Laboratory measurements

Urine samples were obtained from an aliquot of a spot urine sample and collected by Nagoya University. The measurement of urinary albumin, urinary creatinine, serum aldosterone, serum hs-CRP, serum cystatin C, urinary NAG and urinary β2MG was entrusted to the laboratory of SRL Inc., Aichi, Japan. Serum hs-CRP levels were measured by latex-nephelometry. Blood samples for aldosterone measurement were taken after 30 min of supine rest. The urinary concentrations of L-FABP, N-GAL and MCP-1 were measured using a commercially available ELISA kit (L-FABP, CMIC, Tokyo, Japan; N-GAL, BioPorto Diagnostics A/S, Gentofte, Denmark; MCP-1, R&D Systems, Inc., Minneapolis, MN, USA). Urinary AGT levels were measured using a sandwich ELISA system in Kagawa University, as previously described [18]. The eGFR from creatinine levels was calculated as follows: eGFRcreat (mL/min/1.73 m2) = 194 × SCr−1.094 × Age−0.287 × 0.739 (if female) [19]. Additionally, the eGFR from cystatin C levels was calculated as follows: eGFRcys (mL/min/1.73 m2) = [104 × Cys-C−1.019 × 0.996Age × 0.929 (if female)] − 8 [20]. Serum potassium levels and others were determined by routine procedures at clinical chemistry facilities of each hospital.

Statistical analysis

The primary outcome was the change in albuminuria from the baseline to 8 weeks. For power calculation, we could consider a 25 % decrease from 360 mg/day to 270 mg/day in albuminuria from the baseline in Group S according to previous reports [13, 15]. Based on this assumption, we estimated that with a minimum of 17 patients in each group, this study would have 80 % power to detect a significant between-group difference in the change of albuminuria with an effect size of 0.9 SD. Thus, we set up the target number of subjects as 50 patients in total including dropouts and unfit cases.

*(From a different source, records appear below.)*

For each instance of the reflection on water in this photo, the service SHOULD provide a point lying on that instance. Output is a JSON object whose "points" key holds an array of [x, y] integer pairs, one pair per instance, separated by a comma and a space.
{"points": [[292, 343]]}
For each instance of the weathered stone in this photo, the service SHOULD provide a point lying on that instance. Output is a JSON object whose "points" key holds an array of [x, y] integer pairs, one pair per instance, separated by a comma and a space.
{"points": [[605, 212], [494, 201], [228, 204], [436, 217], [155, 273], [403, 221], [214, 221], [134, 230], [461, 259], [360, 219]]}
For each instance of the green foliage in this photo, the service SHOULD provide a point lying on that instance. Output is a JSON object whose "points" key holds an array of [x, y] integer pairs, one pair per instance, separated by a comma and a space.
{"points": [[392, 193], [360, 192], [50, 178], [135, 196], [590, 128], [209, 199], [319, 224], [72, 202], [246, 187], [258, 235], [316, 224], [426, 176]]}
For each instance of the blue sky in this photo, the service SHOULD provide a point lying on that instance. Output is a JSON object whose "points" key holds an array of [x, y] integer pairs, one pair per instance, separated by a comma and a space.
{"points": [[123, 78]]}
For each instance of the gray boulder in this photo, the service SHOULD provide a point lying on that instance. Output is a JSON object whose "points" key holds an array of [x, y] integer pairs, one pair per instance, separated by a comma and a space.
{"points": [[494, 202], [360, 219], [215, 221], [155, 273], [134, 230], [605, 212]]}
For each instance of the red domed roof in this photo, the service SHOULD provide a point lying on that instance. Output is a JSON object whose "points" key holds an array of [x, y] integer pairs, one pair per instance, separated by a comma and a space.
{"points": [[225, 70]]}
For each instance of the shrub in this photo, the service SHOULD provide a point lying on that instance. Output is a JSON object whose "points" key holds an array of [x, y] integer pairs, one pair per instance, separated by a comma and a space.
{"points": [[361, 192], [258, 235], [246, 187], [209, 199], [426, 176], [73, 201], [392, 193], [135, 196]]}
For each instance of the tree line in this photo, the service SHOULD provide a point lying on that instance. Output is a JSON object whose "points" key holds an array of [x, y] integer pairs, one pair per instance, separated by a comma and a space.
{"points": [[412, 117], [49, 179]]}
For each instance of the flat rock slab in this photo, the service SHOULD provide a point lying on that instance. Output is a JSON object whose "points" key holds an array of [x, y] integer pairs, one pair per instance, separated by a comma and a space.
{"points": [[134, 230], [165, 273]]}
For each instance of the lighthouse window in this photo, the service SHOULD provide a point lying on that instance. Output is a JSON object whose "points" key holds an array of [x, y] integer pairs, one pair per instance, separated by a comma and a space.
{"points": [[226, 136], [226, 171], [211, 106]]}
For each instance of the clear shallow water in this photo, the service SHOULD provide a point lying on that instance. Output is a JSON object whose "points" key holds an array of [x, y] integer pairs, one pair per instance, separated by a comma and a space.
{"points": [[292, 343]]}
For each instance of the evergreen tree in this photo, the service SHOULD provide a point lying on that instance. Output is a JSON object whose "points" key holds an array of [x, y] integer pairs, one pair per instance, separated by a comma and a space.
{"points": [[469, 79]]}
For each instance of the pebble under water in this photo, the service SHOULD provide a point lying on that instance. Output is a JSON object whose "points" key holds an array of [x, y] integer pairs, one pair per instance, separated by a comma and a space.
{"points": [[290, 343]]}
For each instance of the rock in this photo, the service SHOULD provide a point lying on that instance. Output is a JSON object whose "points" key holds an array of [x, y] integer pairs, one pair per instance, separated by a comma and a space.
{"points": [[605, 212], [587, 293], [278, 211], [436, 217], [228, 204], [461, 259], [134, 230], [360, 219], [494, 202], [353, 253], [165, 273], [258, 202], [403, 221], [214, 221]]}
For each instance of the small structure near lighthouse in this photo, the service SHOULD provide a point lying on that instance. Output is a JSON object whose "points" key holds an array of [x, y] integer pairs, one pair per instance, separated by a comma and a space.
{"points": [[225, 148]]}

Continuous variables are expressed as mean ± SD. To evaluate baseline characteristics, comparisons of continuous parameters between Group S and Group C were performed with the two-sample t test. Nominal variables were tested using the Chi-square test. As a primary outcome, ANCOVA, including treatment group, albuminuria at entry and eGFR at entry, was used to compare the change in albuminuria from baseline between the groups at 8 weeks. A linear mixed model including period, an interaction term between treatment group and period, albuminuria at entry, eGFR at entry, delta eGFR, SBP at entry and delta SBP as fixed effects was used to compare the change in albuminuria from baseline between the groups at 4 and 8 weeks. The albuminuria treatment response was further examined in additional mixed models including baseline albuminuria, systolic blood pressure, eGFRcreat and serum level of aldosterone. Additionally, to evaluate the effect of spironolactone treatment, comparisons of change in clinical parameters between Group S and Group C were performed with the two-sample t test.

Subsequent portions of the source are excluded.